Emergence of rogue DHCP server malware
In December 2008, the "Trojan.Flush.M" malware was discovered. This Trojan automatically sets up a rogue DHCP server with the goal of distributing a malicious DNS server address to unsuspecting clients. For example, when your laptop attempts to renew its DHCP lease, a Trojan.Flush.M rogue DHCP server might quickly respond with a poisoned DHCP response that includes the attacker's DNS server IP address. If your laptop accepts this information, then any time you type a new URL into your Web browser, your laptop will query the attacker's DNS server for the IP address, which corresponds to that domain name. You could type in "http://bankofamerica.com," and the attacker might respond with the address of an evil Bank of America-branded phishing site, which would then cause your browser to load a malicious webpage.
Rogue DHCP servers can also be used for intercepting and eavesdropping on communications. An infected workstation could send your laptop a fake gateway IP address, redirecting all of the laptop's outgoing traffic to an attacker's computer. The attacker could then examine that traffic for valuable data, forward the traffic on to the real gateway, or just block it and implement a denial-of-service attack.
This might sound complicated, but with 16 years of development, DHCP attack tools are fairly mature. Using Ettercap, anyone can point-and-click their way to conducting a DHCP man-in-the-middle attack. Furthermore, a single infected workstation can compromise an entire subnet's traffic, without any user realizing.
How to thwart rogue DHCP server malware attacks
Fortunately, over the years effective defense tools have emerged.

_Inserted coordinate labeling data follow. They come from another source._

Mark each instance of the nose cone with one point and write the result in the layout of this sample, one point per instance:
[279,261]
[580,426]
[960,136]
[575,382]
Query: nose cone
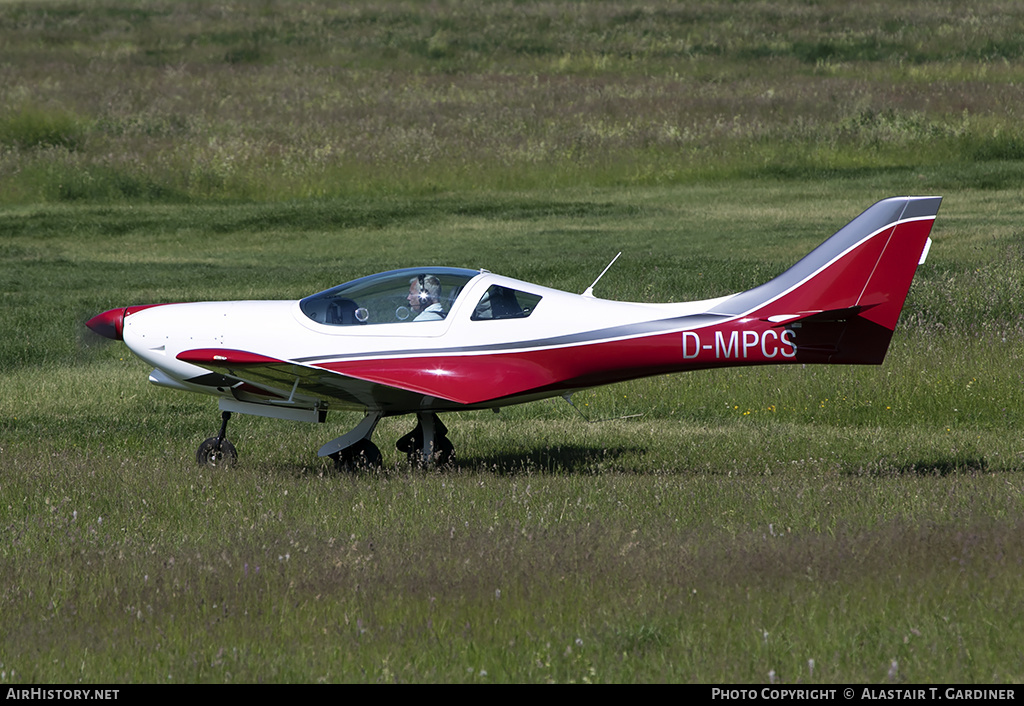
[112,324]
[109,324]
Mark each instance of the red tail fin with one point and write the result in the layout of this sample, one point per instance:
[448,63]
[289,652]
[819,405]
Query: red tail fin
[844,298]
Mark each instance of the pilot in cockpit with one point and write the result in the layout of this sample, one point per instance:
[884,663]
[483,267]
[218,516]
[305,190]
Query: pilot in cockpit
[425,297]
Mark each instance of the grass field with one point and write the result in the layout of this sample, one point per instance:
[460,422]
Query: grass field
[780,525]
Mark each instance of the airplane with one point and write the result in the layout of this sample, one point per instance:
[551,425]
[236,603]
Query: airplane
[430,339]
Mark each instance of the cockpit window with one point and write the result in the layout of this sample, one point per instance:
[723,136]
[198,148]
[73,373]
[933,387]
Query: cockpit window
[502,302]
[400,295]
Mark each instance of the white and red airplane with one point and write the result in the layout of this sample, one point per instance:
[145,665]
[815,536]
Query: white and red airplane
[425,340]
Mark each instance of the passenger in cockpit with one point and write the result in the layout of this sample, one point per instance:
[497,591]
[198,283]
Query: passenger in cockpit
[425,297]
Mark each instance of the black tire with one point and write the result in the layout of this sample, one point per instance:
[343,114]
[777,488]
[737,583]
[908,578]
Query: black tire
[443,454]
[364,455]
[216,454]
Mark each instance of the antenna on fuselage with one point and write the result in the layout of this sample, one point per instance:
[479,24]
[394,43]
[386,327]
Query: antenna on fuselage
[590,290]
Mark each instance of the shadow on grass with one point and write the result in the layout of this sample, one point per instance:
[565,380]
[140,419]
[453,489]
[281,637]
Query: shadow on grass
[568,459]
[931,467]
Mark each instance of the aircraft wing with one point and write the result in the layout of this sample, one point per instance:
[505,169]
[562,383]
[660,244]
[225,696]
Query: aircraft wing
[394,384]
[289,379]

Multiple network switch vendors offer built-in "DHCP snooping" capabilities, which block untrusted DHCP server traffic at the switch. "DHCP snooping" equipment also tracks MAC addresses, IP address assignments and corresponding ports, ensuring only legitimate combinations are allowed to communicate.
You can scan your network for rogue DHCP servers using tools such as DHCP Sentry, Roadkil.net's DHCP Find, Dhcploc.exe or dhcp_probe. Some DHCP server-scanning tools have built-in email and IM alerting capabilities, so they can alert system administrators as soon as a potential rogue DHCP server is detected. Network intrusion detection systems can also be configured to alert on potential rogue DHCP server traffic.
Appropriate network segmentation will help keep rogue DHCP servers contained. That way, even if the malware infects a single segment and spoofs DHCP, the damage will be limited. Finally, it's a good idea to monitor your internal network for evidence of client misconfiguration, such as unexpected DNS traffic to suspicious addresses. As we've seen with Trojan.Flush.M, incorrect DNS settings can be symptomatic of a rogue DHCP server.
Rogue DHCP server malware is a new twist on an old concept. The good news is that effective threat mitigation strategies exist; the bad news is that many organizations haven't bothered to deploy them yet. Segment your network carefully, configure DHCP snooping if your infrastructure supports it, monitor your internal network traffic, and respond promptly to suspicious activity. As always, the best strategy is defense in depth.